Re: [PATCH 1/4] mm/hugetlb: Enable PUD level huge page migration
From: Michal Hocko
Date: Wed Oct 03 2018 - 06:59:34 EST
On Wed 03-10-18 15:28:23, Anshuman Khandual wrote:
>
>
> On 10/03/2018 12:28 PM, Michal Hocko wrote:
> > On Wed 03-10-18 07:46:27, Anshuman Khandual wrote:
> >>
> >>
> >> On 10/02/2018 06:09 PM, Michal Hocko wrote:
> >>> On Tue 02-10-18 17:45:28, Anshuman Khandual wrote:
> >>>> Architectures like arm64 have PUD level HugeTLB pages for certain configs
> >>>> (1GB huge page is PUD based on ARM64_4K_PAGES base page size) that can be
> >>>> enabled for migration. It can be achieved through checking for PUD_SHIFT
> >>>> order based HugeTLB pages during migration.
> >>>
> >>> Well a long term problem with hugepage_migration_supported is that it is
> >>> used in two different context 1) to bail out from the migration early
> >>> because the arch doesn't support migration at all and 2) to use movable
> >>> zone for hugetlb pages allocation. I am especially concerned about the
> >>> later because the mere support for migration is not really good enough.
> >>> Are you really able to find a different giga page during the runtime to
> >>> move an existing giga page out of the movable zone?
> >>
> >> I pre-allocate them before trying to initiate the migration (soft offline
> >> in my experiments). Hence it should come from the pre-allocated HugeTLB
> >> pool instead from the buddy. I might be missing something here but do we
> >> ever allocate HugeTLB on the go when trying to migrate ? IIUC it always
> >> came from the pool (unless its something related to ovecommit/surplus).

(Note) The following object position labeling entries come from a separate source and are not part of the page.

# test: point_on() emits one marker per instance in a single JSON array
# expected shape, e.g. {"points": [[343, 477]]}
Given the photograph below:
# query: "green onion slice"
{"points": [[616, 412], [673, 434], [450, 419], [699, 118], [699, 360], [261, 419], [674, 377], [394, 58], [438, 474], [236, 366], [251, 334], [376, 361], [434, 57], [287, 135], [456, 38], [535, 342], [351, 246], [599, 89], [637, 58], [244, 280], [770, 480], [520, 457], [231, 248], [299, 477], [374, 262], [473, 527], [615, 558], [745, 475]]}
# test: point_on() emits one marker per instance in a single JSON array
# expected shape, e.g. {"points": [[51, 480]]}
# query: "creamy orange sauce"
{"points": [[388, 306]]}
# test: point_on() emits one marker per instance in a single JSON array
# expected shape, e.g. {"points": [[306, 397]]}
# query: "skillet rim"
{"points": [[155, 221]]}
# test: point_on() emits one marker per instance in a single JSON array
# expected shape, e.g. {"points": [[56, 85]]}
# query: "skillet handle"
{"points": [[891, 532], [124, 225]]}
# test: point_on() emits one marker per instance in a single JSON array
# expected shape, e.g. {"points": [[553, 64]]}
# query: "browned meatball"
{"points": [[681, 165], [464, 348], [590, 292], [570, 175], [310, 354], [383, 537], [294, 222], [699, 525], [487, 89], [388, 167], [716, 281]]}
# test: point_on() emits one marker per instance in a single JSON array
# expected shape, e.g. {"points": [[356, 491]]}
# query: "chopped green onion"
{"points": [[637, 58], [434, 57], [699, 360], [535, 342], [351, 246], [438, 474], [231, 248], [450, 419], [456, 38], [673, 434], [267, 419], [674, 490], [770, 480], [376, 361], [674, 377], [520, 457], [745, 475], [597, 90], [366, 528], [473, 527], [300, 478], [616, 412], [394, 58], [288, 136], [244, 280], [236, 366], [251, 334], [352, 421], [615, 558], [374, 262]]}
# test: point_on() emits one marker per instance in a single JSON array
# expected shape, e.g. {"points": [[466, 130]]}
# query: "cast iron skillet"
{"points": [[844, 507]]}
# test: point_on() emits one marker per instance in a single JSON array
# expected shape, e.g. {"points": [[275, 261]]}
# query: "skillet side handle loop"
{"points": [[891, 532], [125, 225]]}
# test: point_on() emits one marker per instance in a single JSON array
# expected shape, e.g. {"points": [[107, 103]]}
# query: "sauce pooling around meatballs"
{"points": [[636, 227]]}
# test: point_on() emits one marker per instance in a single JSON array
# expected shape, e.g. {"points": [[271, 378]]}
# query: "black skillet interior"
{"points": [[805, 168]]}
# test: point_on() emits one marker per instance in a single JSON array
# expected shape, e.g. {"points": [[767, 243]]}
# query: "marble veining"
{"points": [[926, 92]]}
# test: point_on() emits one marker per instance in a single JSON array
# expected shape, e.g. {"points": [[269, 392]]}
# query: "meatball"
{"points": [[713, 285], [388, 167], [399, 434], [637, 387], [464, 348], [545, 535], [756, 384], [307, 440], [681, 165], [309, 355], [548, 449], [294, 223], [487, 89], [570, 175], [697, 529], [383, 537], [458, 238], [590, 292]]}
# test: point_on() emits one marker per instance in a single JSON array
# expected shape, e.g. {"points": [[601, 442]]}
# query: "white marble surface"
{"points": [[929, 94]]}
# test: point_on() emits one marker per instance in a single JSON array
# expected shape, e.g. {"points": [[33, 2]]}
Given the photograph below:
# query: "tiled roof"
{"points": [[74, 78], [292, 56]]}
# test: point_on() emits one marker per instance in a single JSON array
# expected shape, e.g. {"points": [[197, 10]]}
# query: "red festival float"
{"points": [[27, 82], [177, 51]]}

> >> Could you please kindly explain regarding how migration target HugeTLB
> >> pages are allocated on the fly from movable zone.
> >
> > Hotplug comes to mind. You usually do not pre-allocate to cover full
> > node going offline. And people would like to do that. Another example is
> > CMA. You would really like to move pages out of the way.
>
> You are right.
>
> Hotplug migration:
>
> __offline_pages
> do_migrate_range
> migrate_pages(...new_node_page...)
>
> new_node_page
> new_page_nodemask
> alloc_huge_page_nodemask
> dequeue_huge_page_nodemask (Getting from pool)
> or
> alloc_migrate_huge_page (Getting from buddy - non-gigantic)
> alloc_fresh_huge_page
> alloc_buddy_huge_page
> __alloc_pages_nodemask ----> goes into buddy
>
> CMA allocation:
>
> cma_alloc
> alloc_contig_range
> __alloc_contig_migrate_range
> migrate_pages(...alloc_migrate_target...)
>
> alloc_migrate_target
> new_page_nodemask -> __alloc_pages_nodemask ---> goes into buddy
>
> But this is not applicable for gigantic pages for which it backs off way
> before going into buddy.
This is an implementation detail - mostly a missing or an incomplete
hugetlb overcommit implementation IIRC. The primary point remains the
same. Being able to migrate in principle and feasible enough to migrate
to be placed in zone movable are two distinct things.
[...]
> >> But even if there are some chances of run time allocation failure from
> >> movable zone (as in point 2) that should not block the very initiation
> >> of migration itself. IIUC thats not the semantics for either THP or
> >> normal pages. Why should it be different here. If the allocation fails
> >> we should report and abort as always. Its the caller of migration taking
> >> the chances. why should we prevent that.
> >
> > Yes I agree, hence the distinction between the arch support for
> > migrateability and the criterion on the movable zone placement.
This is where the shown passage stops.